Fé de Aparências É impressionante... Maria Luiza Barros Grochvicz
Fé de Aparências
É impressionante como algumas pessoas conseguem vestir uma personalidade diferente dependendo de quem está diante delas. Quando estão entre os irmãos da igreja, são palavras doces, abraços, sorrisos, “Deus abençoe” e discursos sobre amor, respeito e união; mas basta sair daquele ambiente e a máscara cai.
A gentileza desaparece, o julgamento aparece e aquilo que pregavam como amor se transforma em desprezo por quem pensa, vive ou acredita de maneira diferente.
São bons apenas para os seus, acolhem apenas os que consideram dignos de pertencer e chamam isso de fé. Tratam os seus como irmãos, mas os diferentes como estranhos; oferecem a mão para quem compartilha da mesma crença, mas parecem esquecer toda a bondade quando encontram alguém que não cabe dentro dos limites que criaram.

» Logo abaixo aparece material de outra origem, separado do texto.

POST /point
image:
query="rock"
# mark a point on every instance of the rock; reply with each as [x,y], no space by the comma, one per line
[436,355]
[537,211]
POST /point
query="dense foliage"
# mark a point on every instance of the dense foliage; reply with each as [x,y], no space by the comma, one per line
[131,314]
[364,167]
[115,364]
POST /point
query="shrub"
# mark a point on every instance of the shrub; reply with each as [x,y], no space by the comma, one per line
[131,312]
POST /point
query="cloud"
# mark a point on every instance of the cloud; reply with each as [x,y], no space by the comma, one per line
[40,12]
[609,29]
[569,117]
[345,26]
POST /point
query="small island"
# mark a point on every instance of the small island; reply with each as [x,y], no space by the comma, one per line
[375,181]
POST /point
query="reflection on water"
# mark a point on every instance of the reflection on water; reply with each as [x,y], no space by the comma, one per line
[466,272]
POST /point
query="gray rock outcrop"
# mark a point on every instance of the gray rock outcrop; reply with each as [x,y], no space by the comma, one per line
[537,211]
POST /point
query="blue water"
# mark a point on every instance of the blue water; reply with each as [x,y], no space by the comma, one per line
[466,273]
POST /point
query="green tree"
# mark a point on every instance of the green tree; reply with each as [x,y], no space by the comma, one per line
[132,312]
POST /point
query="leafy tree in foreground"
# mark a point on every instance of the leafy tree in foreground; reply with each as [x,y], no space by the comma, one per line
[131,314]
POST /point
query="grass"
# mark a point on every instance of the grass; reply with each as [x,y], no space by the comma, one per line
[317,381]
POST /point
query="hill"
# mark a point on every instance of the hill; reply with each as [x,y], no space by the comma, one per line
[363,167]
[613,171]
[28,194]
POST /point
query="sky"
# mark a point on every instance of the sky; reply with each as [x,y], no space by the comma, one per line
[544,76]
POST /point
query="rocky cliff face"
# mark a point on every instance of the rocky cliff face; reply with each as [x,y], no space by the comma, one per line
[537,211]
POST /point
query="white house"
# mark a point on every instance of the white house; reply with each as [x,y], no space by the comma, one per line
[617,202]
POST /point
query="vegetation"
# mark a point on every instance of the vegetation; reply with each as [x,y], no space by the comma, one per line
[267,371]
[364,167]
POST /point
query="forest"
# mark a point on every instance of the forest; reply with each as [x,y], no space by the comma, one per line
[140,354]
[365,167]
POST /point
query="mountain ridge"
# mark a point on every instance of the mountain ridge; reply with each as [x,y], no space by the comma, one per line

Talvez o problema nunca tenha sido a falta de religião, mas o excesso de aparência: porque é fácil falar de Cristo diante de quem aplaude, difícil é praticar aquilo que Ele ensinou quando ninguém está olhando.
No fim, não é a roupa de domingo, o louvor ou as palavras bonitas que revelam o caráter de alguém, mas a maneira como essa pessoa trata aqueles de quem não precisa da aprovação.